What A.I. Writing Software are:

  • Large Language Models (LLM): Algorithm designed to produce sequences of words in response to an input prompt, based upon hundreds/thousands of human-designed* categories and classifications of words, phrases, sentences, and paragraphs garnered from analyzing large corpora of texts.
  • Probabilistic: They provide output “guesses” at what you want to hear/see from your input prompt, based upon a variety of statistical probabilities (again, gleaned from the aforementioned human-designed categories).
  • Partial / biased: An LLM is only as good as the source text / data that it is trained on, which is typically proprietary information.
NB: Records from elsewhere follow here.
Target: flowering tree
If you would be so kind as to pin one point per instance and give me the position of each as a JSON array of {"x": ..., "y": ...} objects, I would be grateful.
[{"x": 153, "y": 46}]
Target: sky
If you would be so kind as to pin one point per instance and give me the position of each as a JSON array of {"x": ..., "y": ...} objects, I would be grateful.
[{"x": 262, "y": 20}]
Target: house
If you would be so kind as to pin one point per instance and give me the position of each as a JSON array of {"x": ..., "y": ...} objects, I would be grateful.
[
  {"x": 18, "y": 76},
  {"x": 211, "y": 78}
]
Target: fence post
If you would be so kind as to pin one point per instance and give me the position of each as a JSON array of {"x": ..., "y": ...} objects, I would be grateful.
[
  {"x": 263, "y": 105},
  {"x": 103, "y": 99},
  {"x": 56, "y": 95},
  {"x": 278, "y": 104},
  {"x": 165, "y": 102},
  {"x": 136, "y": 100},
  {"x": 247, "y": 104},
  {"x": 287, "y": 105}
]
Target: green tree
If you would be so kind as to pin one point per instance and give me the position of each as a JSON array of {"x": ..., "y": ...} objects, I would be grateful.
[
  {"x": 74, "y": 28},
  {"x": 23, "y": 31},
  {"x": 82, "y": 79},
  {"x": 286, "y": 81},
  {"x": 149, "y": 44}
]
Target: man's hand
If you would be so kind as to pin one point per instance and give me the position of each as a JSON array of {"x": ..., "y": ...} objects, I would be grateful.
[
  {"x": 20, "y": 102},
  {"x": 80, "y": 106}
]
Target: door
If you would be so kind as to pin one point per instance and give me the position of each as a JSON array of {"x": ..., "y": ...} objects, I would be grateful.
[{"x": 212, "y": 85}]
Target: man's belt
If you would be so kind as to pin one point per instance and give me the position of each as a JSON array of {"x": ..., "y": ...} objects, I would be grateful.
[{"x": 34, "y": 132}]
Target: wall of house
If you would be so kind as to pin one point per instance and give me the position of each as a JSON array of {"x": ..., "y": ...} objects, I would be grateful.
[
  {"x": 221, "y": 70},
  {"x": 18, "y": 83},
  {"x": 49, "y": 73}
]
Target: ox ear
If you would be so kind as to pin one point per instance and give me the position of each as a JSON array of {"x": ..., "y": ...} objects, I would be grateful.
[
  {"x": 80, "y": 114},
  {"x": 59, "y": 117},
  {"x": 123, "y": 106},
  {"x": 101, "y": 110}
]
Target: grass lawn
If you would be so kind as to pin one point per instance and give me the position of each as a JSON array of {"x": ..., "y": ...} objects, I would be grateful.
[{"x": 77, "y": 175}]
We have no way of knowing if the model was trained on language structures that incorporate a diverse array of written styles / culturally-indexed voices, or simply the hegemonic imaginary of “standard” American English.
  • Products: Keep in mind that LLMs are designed as services in their own market economy with a wide array of use-cases outside of helping students “cheat.” Be mindful that the hype surrounding them may be generated by people with a vested interest in others’ belief that they are bullet-proof (because such mass public belief will boost investor/consumer confidence, stock prices, etc.).

 

What A.I. Writing Software are not:

  • Magic
  • “Intelligent” in exactly the same way that you are
  • Going to take your job (an LLM is not an adaptive teacher)
  • Completely “artificial” and autonomous (i.e. operating without any human input/error)
  • Able to flawlessly execute any writing task that you present it with – see below

* While it is true that some LLMs create classifications from more abstracted, probabilistic models (known colloquially as “neural networks,” based upon “machine learning,” though these terms are not without contest), all of them require some degree of human attention in order to check for reliability, which necessarily alter the way that the neural net / machine learning functions. In other words, even LLMs with categories & classifications based on neural networks & machine learning are not fully “autonomous.” They don’t learn what is “good writing” on their own – humans still have to evaluate whether its output is good or bad, helpful or unhelpful, etc.